The 8th session of the Festival was devoted to two books written about war and conflict by women authors. Easterine Kire, Who is from Nagaland but lives in Norway spoke on ‘Sky is My Father’ - the story of Khunoma village which sustained many attacks from Britishers in the nineteenth century but ultimately had to bow down due to utter destruction by ruthless British forces which out numbered the 8 to 1 in the final battle.
It was the strength derived from the community, love of the land, need for the security of the families the spiritual thinking that the Angami warriors stood their ground for decades. Today, Khunoma is a clean and a thriving ‘ Green’ village with controlled tourism. The spirit and community values remain high.
Famous journalist Rashmi Saksena’s book ‘She Goes To War’ profiles 16 women militants from states of J&K , Assam, Chhattisgarh, Nagaland and Manipur. It gives substantial insight into conflicts from the women point of view. While the women who were recruited into the groups trained and performed at par with the men folks, they do carry a greater value for family and humanitarian needs.
They play a major role in any insurgency. As such they should be part of any negotiations which authorities may undertake. Rashmi highlighted the differences in status of such women in J&K and NE which also drives the role assigned to women militants.

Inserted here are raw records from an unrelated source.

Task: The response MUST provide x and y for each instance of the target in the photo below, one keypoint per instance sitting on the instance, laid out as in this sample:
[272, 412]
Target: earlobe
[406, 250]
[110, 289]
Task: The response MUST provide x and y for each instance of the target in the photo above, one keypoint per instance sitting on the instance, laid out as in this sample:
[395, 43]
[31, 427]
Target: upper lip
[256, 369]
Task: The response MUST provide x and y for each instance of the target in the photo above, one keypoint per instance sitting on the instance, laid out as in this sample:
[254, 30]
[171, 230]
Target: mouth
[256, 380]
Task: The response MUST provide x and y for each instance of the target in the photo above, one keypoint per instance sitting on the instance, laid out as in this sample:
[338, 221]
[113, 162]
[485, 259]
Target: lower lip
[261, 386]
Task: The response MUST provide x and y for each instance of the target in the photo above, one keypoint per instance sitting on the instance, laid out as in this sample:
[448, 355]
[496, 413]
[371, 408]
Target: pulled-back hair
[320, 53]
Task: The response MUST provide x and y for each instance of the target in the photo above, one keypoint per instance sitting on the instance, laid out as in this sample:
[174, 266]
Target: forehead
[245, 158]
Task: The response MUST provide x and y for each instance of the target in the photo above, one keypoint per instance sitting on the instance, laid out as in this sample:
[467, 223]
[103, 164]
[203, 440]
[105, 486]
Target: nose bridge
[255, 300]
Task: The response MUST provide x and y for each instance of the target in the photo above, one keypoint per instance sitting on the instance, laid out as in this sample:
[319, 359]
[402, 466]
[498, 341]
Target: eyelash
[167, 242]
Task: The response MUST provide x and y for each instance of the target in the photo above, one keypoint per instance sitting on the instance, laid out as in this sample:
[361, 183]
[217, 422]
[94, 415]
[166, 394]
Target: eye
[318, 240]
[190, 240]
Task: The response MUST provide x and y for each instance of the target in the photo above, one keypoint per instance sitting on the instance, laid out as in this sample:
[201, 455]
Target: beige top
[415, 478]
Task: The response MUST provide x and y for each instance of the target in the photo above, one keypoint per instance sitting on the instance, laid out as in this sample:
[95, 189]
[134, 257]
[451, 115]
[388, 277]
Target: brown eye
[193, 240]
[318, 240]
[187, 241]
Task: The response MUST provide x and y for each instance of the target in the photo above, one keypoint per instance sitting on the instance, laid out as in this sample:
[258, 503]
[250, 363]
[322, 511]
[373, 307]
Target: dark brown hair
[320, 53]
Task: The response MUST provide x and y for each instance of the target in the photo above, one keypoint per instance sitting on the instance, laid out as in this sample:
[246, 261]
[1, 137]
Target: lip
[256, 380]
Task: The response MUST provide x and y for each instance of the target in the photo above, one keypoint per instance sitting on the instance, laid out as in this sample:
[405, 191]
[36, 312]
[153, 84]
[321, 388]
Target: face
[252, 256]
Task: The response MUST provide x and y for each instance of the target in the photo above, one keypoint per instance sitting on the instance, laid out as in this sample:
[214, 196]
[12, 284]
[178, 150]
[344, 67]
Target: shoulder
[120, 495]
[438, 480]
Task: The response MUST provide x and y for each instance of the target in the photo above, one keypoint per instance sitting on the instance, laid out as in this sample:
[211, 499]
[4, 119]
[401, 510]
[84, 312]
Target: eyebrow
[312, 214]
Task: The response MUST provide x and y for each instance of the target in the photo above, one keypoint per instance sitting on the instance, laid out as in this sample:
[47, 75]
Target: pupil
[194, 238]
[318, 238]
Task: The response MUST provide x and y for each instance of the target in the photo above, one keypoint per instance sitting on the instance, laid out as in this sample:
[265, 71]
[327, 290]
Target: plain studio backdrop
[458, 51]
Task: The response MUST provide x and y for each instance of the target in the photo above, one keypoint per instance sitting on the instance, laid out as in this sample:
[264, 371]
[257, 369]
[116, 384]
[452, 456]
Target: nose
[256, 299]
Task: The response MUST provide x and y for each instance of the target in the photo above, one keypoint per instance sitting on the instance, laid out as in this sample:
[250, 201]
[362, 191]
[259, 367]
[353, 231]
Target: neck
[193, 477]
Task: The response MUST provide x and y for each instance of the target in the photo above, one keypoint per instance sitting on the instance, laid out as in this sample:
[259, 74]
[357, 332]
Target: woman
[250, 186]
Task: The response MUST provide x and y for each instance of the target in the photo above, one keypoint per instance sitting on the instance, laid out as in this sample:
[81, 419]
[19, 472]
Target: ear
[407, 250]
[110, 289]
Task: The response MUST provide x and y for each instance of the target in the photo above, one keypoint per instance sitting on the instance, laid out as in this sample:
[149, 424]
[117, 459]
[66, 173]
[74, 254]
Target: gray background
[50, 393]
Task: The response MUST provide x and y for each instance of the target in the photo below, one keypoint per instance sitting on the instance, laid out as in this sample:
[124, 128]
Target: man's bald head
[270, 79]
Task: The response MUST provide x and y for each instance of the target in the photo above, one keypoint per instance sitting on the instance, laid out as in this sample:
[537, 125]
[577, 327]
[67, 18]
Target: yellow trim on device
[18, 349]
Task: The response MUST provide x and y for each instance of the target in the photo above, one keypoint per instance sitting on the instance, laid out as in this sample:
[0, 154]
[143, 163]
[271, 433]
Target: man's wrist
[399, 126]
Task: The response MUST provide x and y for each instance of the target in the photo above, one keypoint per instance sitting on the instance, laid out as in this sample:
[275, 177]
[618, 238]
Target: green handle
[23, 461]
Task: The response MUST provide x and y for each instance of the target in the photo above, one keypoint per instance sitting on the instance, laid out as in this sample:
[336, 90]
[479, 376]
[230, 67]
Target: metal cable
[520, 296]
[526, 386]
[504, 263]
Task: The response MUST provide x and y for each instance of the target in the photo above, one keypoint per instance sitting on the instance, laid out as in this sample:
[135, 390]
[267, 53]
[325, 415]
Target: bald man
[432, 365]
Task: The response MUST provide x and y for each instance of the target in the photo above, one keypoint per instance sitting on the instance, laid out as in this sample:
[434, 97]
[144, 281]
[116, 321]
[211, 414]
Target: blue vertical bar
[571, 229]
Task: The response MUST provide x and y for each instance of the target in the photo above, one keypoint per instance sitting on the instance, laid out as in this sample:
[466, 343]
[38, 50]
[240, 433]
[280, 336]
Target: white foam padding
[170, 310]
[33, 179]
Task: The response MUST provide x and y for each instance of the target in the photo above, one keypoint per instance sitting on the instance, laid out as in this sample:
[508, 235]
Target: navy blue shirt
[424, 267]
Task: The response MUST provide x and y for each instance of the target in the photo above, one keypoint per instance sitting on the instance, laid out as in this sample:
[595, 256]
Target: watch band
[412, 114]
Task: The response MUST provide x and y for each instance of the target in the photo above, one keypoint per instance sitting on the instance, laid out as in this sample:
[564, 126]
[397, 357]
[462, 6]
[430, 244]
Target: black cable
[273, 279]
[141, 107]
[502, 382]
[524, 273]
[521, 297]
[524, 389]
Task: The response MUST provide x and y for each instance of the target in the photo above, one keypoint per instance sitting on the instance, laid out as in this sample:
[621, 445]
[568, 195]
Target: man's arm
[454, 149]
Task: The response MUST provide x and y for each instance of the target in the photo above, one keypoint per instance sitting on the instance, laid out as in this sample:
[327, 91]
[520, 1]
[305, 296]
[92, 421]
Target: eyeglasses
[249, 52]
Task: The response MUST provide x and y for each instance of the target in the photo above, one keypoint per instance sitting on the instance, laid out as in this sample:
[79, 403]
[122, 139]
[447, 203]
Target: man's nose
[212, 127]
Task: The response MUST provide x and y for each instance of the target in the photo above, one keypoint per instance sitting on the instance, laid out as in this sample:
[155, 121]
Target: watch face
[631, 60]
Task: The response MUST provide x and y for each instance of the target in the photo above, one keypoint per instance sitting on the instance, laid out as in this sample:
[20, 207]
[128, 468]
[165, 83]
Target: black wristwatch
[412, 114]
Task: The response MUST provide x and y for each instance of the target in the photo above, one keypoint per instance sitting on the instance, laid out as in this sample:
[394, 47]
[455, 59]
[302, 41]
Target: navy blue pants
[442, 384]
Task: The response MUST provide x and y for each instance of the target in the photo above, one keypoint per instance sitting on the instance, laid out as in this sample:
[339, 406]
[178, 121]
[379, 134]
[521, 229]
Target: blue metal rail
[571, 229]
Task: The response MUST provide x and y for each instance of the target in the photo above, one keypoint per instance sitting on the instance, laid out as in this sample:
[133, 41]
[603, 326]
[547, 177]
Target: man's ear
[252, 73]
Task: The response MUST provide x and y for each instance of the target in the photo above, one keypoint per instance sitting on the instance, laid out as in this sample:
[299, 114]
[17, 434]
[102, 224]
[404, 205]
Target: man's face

Individual stories of those profiled out of about 100 such women interviewed by Rashmi are poignant and highlight many aspects of the society also. But given the motivation and the training , women can be as good as their counterparts. It’s for the leader to decide how best they are employed.
An enriching session, it was moderated by famous writer Anuja Chauhan And chaired by Maj Gen Hemant Kumar Singh. The Military Festival wiil hold session “War Correspondents” on October 17 at 6.30 pm. It will cover reporting from war zones in 1971 (Bangladesh/East Pakistan ) and in 2001 (Afghanistan).